Comment on I Went All-In on AI. The MIT Study Is Right.
AutistoMephisto@lemmy.world 1 day agoWhat’s funny is this guy has 25 years of experience as a software developer. But three months was all it took to make it worthless.
Comment on I Went All-In on AI. The MIT Study Is Right.
AutistoMephisto@lemmy.world 1 day agoWhat’s funny is this guy has 25 years of experience as a software developer. But three months was all it took to make it worthless.
felbane@lemmy.world 1 day ago
As someone who has been shoved in the direction of using AI for coding by my superiors, that’s been my experience as well. It’s fine at cranking out stackoverflow-level code regurgitation and mostly connecting things in a sane way if the concept is simple enough. The real breakthrough would be if the corrections you make would persist longer than a turn or two. As soon as your “fix-it prompt” is out of the context window, you’re effectively back to square one. If you’re expecting it to “learn” you’re gonna have a bad time. If you’re not constantly double checking its output, you’re gonna have a bad time.
oscarjiminy@aus.social 20 hours ago
@felbane @AutistoMephisto i don't have a cs degree (and am more than willing to accept the conclusions of this piece) but how is it not viable to audit code as it's produced so as it's both vetted and understood in sequence?
felbane@lemmy.world 20 hours ago
Auditing the code it produces is basically the only effective way to use coding LLMs at this point.
You’re basically playing the role of senior dev code reviewing and editing a junior dev’s code, except in this case the junior dev randomly writes an amalgamation of mostly valid, extremely wonky, and/or complete bullshit code.

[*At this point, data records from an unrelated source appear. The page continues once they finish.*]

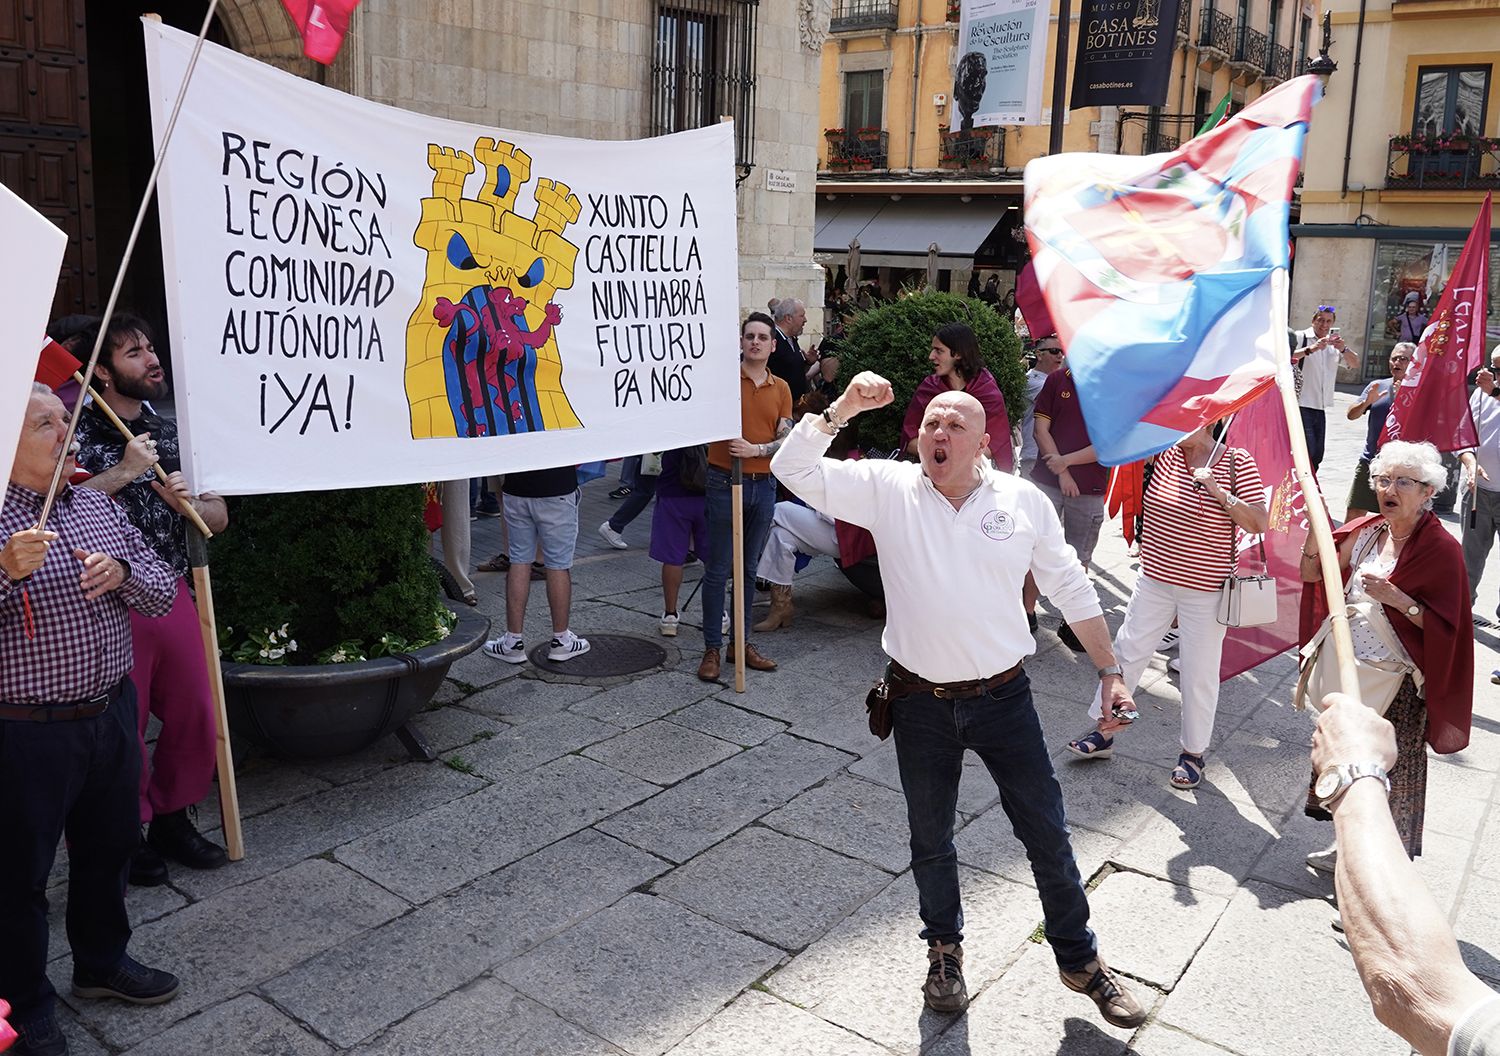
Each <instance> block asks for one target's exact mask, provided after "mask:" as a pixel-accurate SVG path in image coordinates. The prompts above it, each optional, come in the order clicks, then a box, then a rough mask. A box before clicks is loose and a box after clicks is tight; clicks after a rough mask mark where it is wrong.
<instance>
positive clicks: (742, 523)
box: [729, 458, 754, 693]
mask: <svg viewBox="0 0 1500 1056" xmlns="http://www.w3.org/2000/svg"><path fill="white" fill-rule="evenodd" d="M729 465H730V469H729V519H730V520H732V522H733V526H735V532H733V549H732V552H730V553H732V556H730V559H732V561H733V567H735V571H733V576H735V693H744V691H745V601H744V600H745V597H748V595H747V594H744V591H745V589H754V588H753V586H748V585H747V583H745V529H744V511H745V498H744V487H745V484H744V463H742V462H741V460H739V459H738V458H736V459H733V460H732V462H730V463H729Z"/></svg>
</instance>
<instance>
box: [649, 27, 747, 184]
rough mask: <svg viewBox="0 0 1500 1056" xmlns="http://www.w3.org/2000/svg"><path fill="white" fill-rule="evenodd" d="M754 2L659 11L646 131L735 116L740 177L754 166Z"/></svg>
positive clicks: (667, 130) (735, 137)
mask: <svg viewBox="0 0 1500 1056" xmlns="http://www.w3.org/2000/svg"><path fill="white" fill-rule="evenodd" d="M757 1H759V0H675V1H673V3H658V5H657V6H655V48H654V52H652V60H651V133H652V135H663V133H667V132H682V130H685V129H696V127H703V126H705V124H712V123H715V121H717V120H718V118H720V117H733V118H735V162H736V163H738V166H739V169H741V178H742V177H744V175H747V174H748V172H750V168H753V165H754V87H756V77H754V43H756V39H754V37H756V10H757Z"/></svg>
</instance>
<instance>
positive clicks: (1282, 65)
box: [1268, 43, 1292, 81]
mask: <svg viewBox="0 0 1500 1056" xmlns="http://www.w3.org/2000/svg"><path fill="white" fill-rule="evenodd" d="M1268 72H1269V74H1271V75H1272V77H1275V78H1277V80H1281V81H1287V80H1290V78H1292V48H1287V46H1284V45H1280V43H1274V45H1271V69H1269V71H1268Z"/></svg>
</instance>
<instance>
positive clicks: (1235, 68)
mask: <svg viewBox="0 0 1500 1056" xmlns="http://www.w3.org/2000/svg"><path fill="white" fill-rule="evenodd" d="M1269 43H1271V42H1269V40H1268V39H1266V34H1265V33H1262V31H1260V30H1253V28H1250V27H1248V26H1236V27H1235V51H1232V52H1230V55H1229V65H1230V69H1232V71H1235V77H1238V78H1242V80H1247V81H1254V80H1256V78H1257V77H1260V75H1262V72H1265V69H1266V45H1269Z"/></svg>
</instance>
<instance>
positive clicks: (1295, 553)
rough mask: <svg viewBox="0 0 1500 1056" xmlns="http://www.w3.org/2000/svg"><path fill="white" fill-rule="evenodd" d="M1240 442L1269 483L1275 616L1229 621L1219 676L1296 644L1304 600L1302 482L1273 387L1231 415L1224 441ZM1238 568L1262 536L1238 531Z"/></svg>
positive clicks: (1283, 649) (1257, 555) (1220, 676)
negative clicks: (1295, 466)
mask: <svg viewBox="0 0 1500 1056" xmlns="http://www.w3.org/2000/svg"><path fill="white" fill-rule="evenodd" d="M1224 443H1226V444H1230V446H1233V447H1244V449H1245V450H1247V452H1250V456H1251V458H1253V459H1256V468H1257V469H1260V478H1262V480H1263V481H1265V484H1266V487H1268V492H1269V495H1268V501H1266V508H1268V510H1269V511H1271V523H1269V526H1268V528H1266V535H1265V544H1266V574H1268V576H1272V577H1275V580H1277V619H1275V622H1269V624H1262V625H1260V627H1230V628H1229V633H1227V634H1226V636H1224V652H1223V655H1221V658H1220V681H1226V679H1230V678H1233V676H1235V675H1239V673H1241V672H1245V670H1250V669H1251V667H1254V666H1257V664H1260V663H1263V661H1266V660H1269V658H1271V657H1274V655H1277V654H1278V652H1284V651H1286V649H1289V648H1292V646H1293V645H1296V643H1298V613H1299V610H1301V606H1302V573H1301V570H1299V568H1298V565H1299V564H1301V558H1302V544H1304V543H1305V541H1307V537H1308V519H1307V504H1305V502H1304V499H1302V484H1299V483H1298V478H1296V469H1295V468H1293V466H1292V438H1290V437H1289V434H1287V416H1286V413H1284V411H1283V410H1281V393H1280V392H1278V390H1277V389H1275V387H1272V389H1269V390H1268V392H1265V393H1262V396H1260V398H1259V399H1256V401H1253V402H1251V404H1250V405H1248V407H1245V408H1244V410H1241V411H1239V414H1236V416H1235V422H1233V423H1230V428H1229V437H1227V438H1226V441H1224ZM1239 567H1241V570H1242V574H1250V573H1251V570H1254V568H1259V567H1260V540H1256V538H1254V537H1253V535H1241V537H1239Z"/></svg>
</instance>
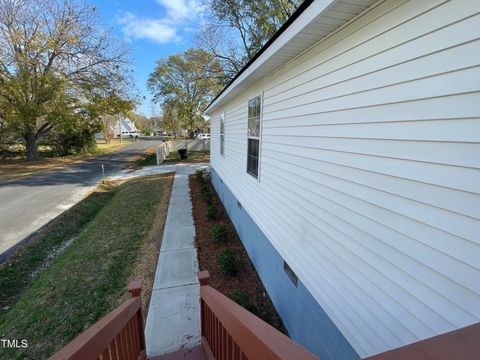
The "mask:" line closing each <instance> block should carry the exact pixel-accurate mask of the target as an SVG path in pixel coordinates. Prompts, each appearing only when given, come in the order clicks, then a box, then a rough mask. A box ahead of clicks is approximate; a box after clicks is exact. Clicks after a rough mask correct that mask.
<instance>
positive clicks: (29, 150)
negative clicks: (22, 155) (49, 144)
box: [25, 132, 38, 161]
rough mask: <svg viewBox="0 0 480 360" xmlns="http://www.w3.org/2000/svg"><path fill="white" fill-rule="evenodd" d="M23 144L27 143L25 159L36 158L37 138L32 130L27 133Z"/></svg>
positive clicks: (36, 152) (36, 155) (31, 158)
mask: <svg viewBox="0 0 480 360" xmlns="http://www.w3.org/2000/svg"><path fill="white" fill-rule="evenodd" d="M25 144H26V145H27V161H36V160H38V149H37V139H36V137H35V134H34V133H33V132H29V133H27V135H26V136H25Z"/></svg>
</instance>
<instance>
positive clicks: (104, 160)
mask: <svg viewBox="0 0 480 360" xmlns="http://www.w3.org/2000/svg"><path fill="white" fill-rule="evenodd" d="M159 143H160V140H158V139H157V140H153V139H152V140H140V141H137V142H135V143H132V144H130V145H127V146H126V147H124V148H122V149H121V150H119V151H116V152H114V153H112V154H108V155H103V156H99V157H95V158H92V159H90V160H87V161H85V162H82V163H77V164H72V165H68V166H65V167H62V168H59V169H55V170H51V171H48V172H45V173H42V174H37V175H33V176H29V177H26V178H23V179H19V180H16V181H11V182H1V181H0V263H1V262H2V261H3V260H4V259H5V257H6V256H7V255H8V254H9V253H10V251H11V250H12V249H13V247H14V246H15V245H17V244H18V243H20V242H21V241H22V240H24V239H25V238H26V237H28V236H29V235H30V234H31V233H33V232H34V231H36V230H38V229H39V228H41V227H42V226H43V225H45V224H47V223H48V222H49V221H50V220H52V219H53V218H55V217H56V216H58V215H59V214H61V213H62V212H63V211H65V210H66V209H68V208H70V207H71V206H72V205H74V204H76V203H77V202H78V201H79V200H81V199H82V198H83V197H84V196H85V195H86V194H87V193H88V192H89V191H90V190H91V189H92V188H93V187H95V186H96V185H97V184H98V182H99V181H100V180H101V179H102V171H101V164H103V165H104V167H105V175H106V176H109V175H112V174H114V173H115V172H117V171H119V170H121V169H122V168H123V167H125V165H126V164H127V163H128V162H129V161H130V160H131V159H132V157H134V156H135V155H138V154H139V153H141V152H142V151H143V150H145V149H147V148H149V147H151V146H156V145H158V144H159Z"/></svg>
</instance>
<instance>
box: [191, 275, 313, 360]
mask: <svg viewBox="0 0 480 360" xmlns="http://www.w3.org/2000/svg"><path fill="white" fill-rule="evenodd" d="M198 278H199V280H200V304H201V308H200V309H201V326H202V329H201V331H202V345H203V347H204V349H205V353H206V355H207V358H208V359H217V360H240V359H264V360H274V359H275V360H280V359H281V360H287V359H288V360H290V359H296V360H318V358H317V357H316V356H315V355H313V354H312V353H310V352H309V351H307V350H306V349H304V348H303V347H301V346H300V345H299V344H297V343H296V342H294V341H293V340H291V339H290V338H288V337H287V336H285V335H283V334H282V333H281V332H279V331H278V330H276V329H275V328H273V327H271V326H270V325H268V324H267V323H265V322H264V321H263V320H261V319H259V318H258V317H256V316H255V315H253V314H252V313H250V312H248V311H247V310H245V309H244V308H242V307H241V306H239V305H238V304H236V303H235V302H233V301H232V300H230V299H229V298H227V297H226V296H224V295H223V294H221V293H219V292H218V291H217V290H215V289H214V288H212V287H210V286H209V285H208V279H209V274H208V271H201V272H199V273H198Z"/></svg>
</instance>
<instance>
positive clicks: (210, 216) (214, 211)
mask: <svg viewBox="0 0 480 360" xmlns="http://www.w3.org/2000/svg"><path fill="white" fill-rule="evenodd" d="M217 215H218V209H217V207H216V206H215V205H210V206H209V207H208V209H207V220H215V219H216V218H217Z"/></svg>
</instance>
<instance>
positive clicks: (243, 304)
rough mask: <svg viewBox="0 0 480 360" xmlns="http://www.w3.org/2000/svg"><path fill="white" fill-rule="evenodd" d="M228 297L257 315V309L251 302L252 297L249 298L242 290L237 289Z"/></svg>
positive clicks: (241, 306)
mask: <svg viewBox="0 0 480 360" xmlns="http://www.w3.org/2000/svg"><path fill="white" fill-rule="evenodd" d="M228 297H229V298H230V299H232V300H233V301H235V302H236V303H237V304H238V305H240V306H241V307H243V308H244V309H246V310H248V311H250V312H251V313H253V314H256V313H257V307H256V306H255V305H253V303H252V301H251V300H250V296H248V294H247V293H246V292H245V291H243V290H242V289H240V288H237V289H235V290H233V291H232V292H231V293H230V295H229V296H228Z"/></svg>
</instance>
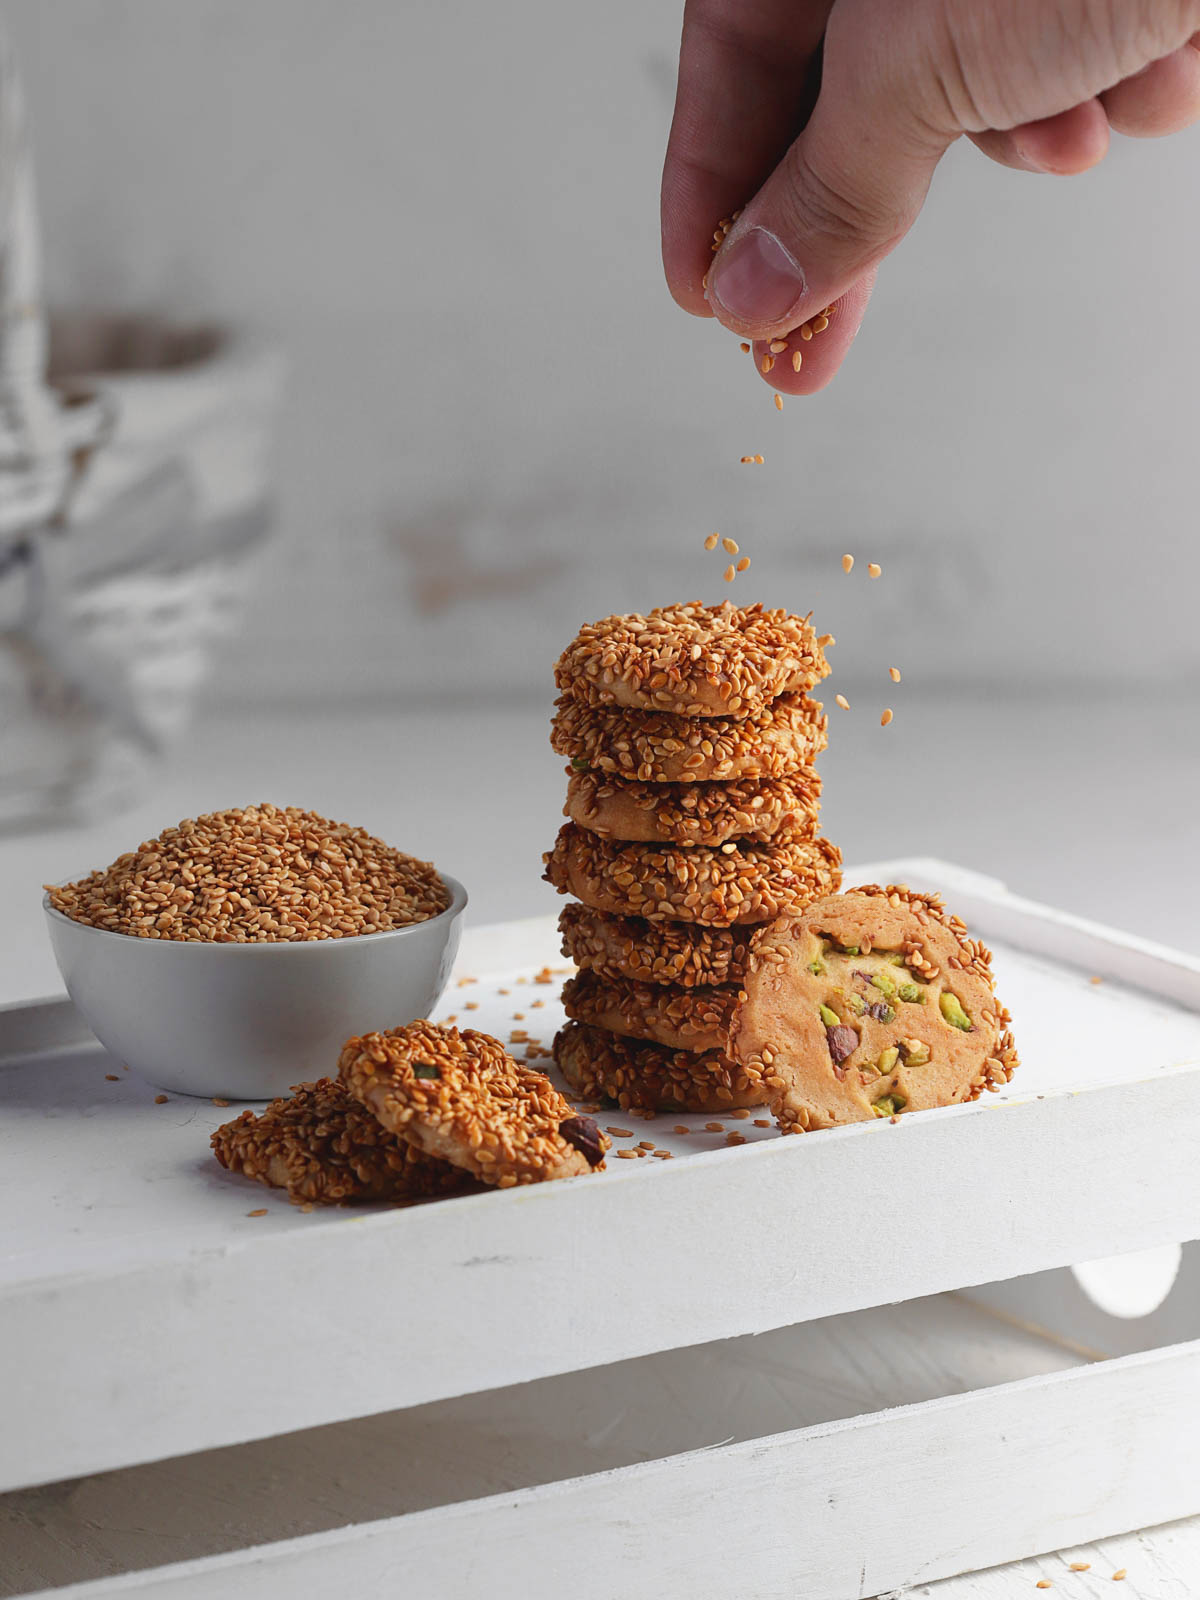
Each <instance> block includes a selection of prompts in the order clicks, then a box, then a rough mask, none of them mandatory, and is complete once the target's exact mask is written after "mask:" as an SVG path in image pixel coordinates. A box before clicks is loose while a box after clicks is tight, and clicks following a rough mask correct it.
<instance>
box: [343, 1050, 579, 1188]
mask: <svg viewBox="0 0 1200 1600" xmlns="http://www.w3.org/2000/svg"><path fill="white" fill-rule="evenodd" d="M338 1075H339V1077H341V1080H342V1083H344V1085H346V1088H347V1090H349V1091H350V1094H354V1098H355V1099H357V1101H360V1102H362V1104H363V1106H366V1109H368V1110H370V1112H373V1114H374V1115H376V1117H378V1118H379V1122H381V1123H382V1125H384V1128H387V1130H389V1131H390V1133H395V1134H398V1136H400V1138H403V1139H406V1141H408V1142H410V1144H414V1146H416V1147H418V1149H421V1150H424V1152H426V1154H427V1155H435V1157H438V1158H440V1160H443V1162H451V1163H453V1165H454V1166H461V1168H464V1170H466V1171H469V1173H470V1174H472V1176H474V1178H478V1179H480V1181H482V1182H485V1184H494V1186H496V1187H498V1189H509V1187H512V1186H514V1184H534V1182H542V1181H544V1179H550V1178H573V1176H576V1174H579V1173H589V1171H592V1168H595V1166H602V1165H603V1157H605V1150H606V1149H608V1147H610V1142H611V1141H610V1139H608V1138H606V1134H603V1133H600V1130H598V1126H597V1125H595V1123H594V1122H592V1118H590V1117H576V1114H574V1112H573V1110H571V1107H570V1106H568V1104H566V1101H565V1099H563V1098H562V1094H560V1093H558V1090H557V1088H555V1086H554V1085H552V1083H550V1080H549V1078H547V1077H546V1075H544V1074H541V1072H533V1070H531V1069H530V1067H523V1066H518V1064H517V1062H515V1061H514V1059H512V1056H510V1054H509V1053H507V1051H506V1050H504V1046H502V1045H501V1043H499V1040H494V1038H491V1035H490V1034H477V1032H474V1030H472V1029H464V1030H462V1032H459V1030H458V1029H456V1027H437V1026H435V1024H434V1022H426V1021H419V1022H411V1024H410V1026H408V1027H395V1029H389V1032H386V1034H365V1035H363V1037H362V1038H350V1040H347V1043H346V1045H344V1048H342V1053H341V1059H339V1062H338Z"/></svg>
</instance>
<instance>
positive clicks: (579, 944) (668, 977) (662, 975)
mask: <svg viewBox="0 0 1200 1600" xmlns="http://www.w3.org/2000/svg"><path fill="white" fill-rule="evenodd" d="M558 931H560V933H562V936H563V955H568V957H570V958H571V960H573V962H574V963H576V966H581V968H584V970H586V971H592V973H598V974H600V976H602V978H632V979H635V981H638V982H646V984H680V986H682V987H685V989H691V987H696V986H698V984H701V986H709V984H738V982H741V979H742V978H744V974H746V963H747V958H749V947H750V933H752V930H746V928H738V926H733V928H702V926H699V925H693V923H686V922H646V920H645V918H642V917H614V915H610V914H606V912H602V910H592V907H590V906H579V904H578V902H573V904H570V906H563V909H562V912H560V914H558Z"/></svg>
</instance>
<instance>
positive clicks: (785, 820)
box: [563, 768, 821, 845]
mask: <svg viewBox="0 0 1200 1600" xmlns="http://www.w3.org/2000/svg"><path fill="white" fill-rule="evenodd" d="M819 811H821V779H819V778H818V774H816V773H814V771H813V770H811V768H805V770H802V771H798V773H790V774H789V776H787V778H742V779H739V781H736V782H731V784H643V782H638V781H637V779H627V778H614V776H611V774H608V773H571V776H570V779H568V784H566V805H565V806H563V813H565V816H570V819H571V821H573V822H578V824H579V827H586V829H589V830H590V832H592V834H600V835H602V837H603V838H622V840H627V842H638V843H646V845H656V843H658V845H725V843H728V842H730V840H731V838H760V840H762V838H773V837H774V835H776V834H779V832H787V834H790V835H792V837H797V835H798V834H802V832H808V834H810V835H811V834H816V819H818V814H819Z"/></svg>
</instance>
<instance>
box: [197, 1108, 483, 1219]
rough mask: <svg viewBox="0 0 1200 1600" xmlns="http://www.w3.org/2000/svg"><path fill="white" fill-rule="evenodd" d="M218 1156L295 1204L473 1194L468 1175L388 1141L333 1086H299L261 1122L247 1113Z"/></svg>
mask: <svg viewBox="0 0 1200 1600" xmlns="http://www.w3.org/2000/svg"><path fill="white" fill-rule="evenodd" d="M213 1154H214V1155H216V1158H218V1162H221V1165H222V1166H227V1168H229V1171H230V1173H242V1174H243V1176H245V1178H254V1179H256V1181H258V1182H261V1184H269V1186H270V1187H272V1189H286V1190H288V1198H290V1200H293V1202H296V1203H299V1202H310V1203H312V1205H338V1203H341V1202H344V1200H427V1198H430V1197H432V1195H446V1194H454V1192H462V1190H464V1189H470V1179H469V1178H467V1174H466V1173H464V1171H461V1170H459V1168H458V1166H451V1165H450V1163H448V1162H438V1160H437V1158H435V1157H432V1155H424V1154H422V1152H421V1150H414V1149H413V1146H411V1144H406V1142H405V1141H403V1139H397V1138H395V1134H392V1133H387V1130H384V1128H381V1126H379V1123H378V1122H376V1120H374V1117H373V1115H371V1114H370V1112H368V1110H363V1107H362V1106H360V1104H358V1101H357V1099H354V1096H352V1094H347V1091H346V1090H344V1088H342V1085H341V1083H334V1082H333V1078H320V1080H318V1082H317V1083H298V1085H296V1088H294V1090H293V1091H291V1096H290V1098H286V1099H283V1098H280V1099H274V1101H272V1102H270V1106H267V1109H266V1110H264V1112H259V1114H258V1115H256V1114H254V1112H253V1110H243V1112H242V1115H240V1117H235V1118H234V1120H232V1122H227V1123H224V1126H221V1128H218V1130H216V1133H214V1134H213Z"/></svg>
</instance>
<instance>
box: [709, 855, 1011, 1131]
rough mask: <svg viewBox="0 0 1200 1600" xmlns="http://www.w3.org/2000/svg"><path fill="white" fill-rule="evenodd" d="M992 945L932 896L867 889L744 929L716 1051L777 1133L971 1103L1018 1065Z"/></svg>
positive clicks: (904, 888)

It has no concept of best practices, or fitness for purpose, or anything you’d expect a junior dev to learn as they gain experience.
Now given the above, you might ask yourself: “Self, what if I myself don’t have the skills or experience of a senior dev?” This is where vibe coding gets sketchy or downright dangerous: if you don’t notice the problems in generated code, you’re doomed to fail sooner or later. If you’re lucky, you end up having to do a big refactoring when you realize the code is brittle. If you’re unlucky, your backend is compromised and your CTO is having to decide whether to pay off the ransomware demands or just take a chance on restoring the latest backup.
If you’re just trying to slap together a quick and dirty proof of concept or bang out a one-shot script to accomplish a task, it’s fairly useful. If you’re trying to implement anything moderately complex or that you intend to support for months/years, you’re better off just writing it yourself as you’ll end up with something stylistically cohesive and more easily maintainable.
oscarjiminy@aus.social 19 hours ago
@felbane thanks, such a thorough response really appreciate your time.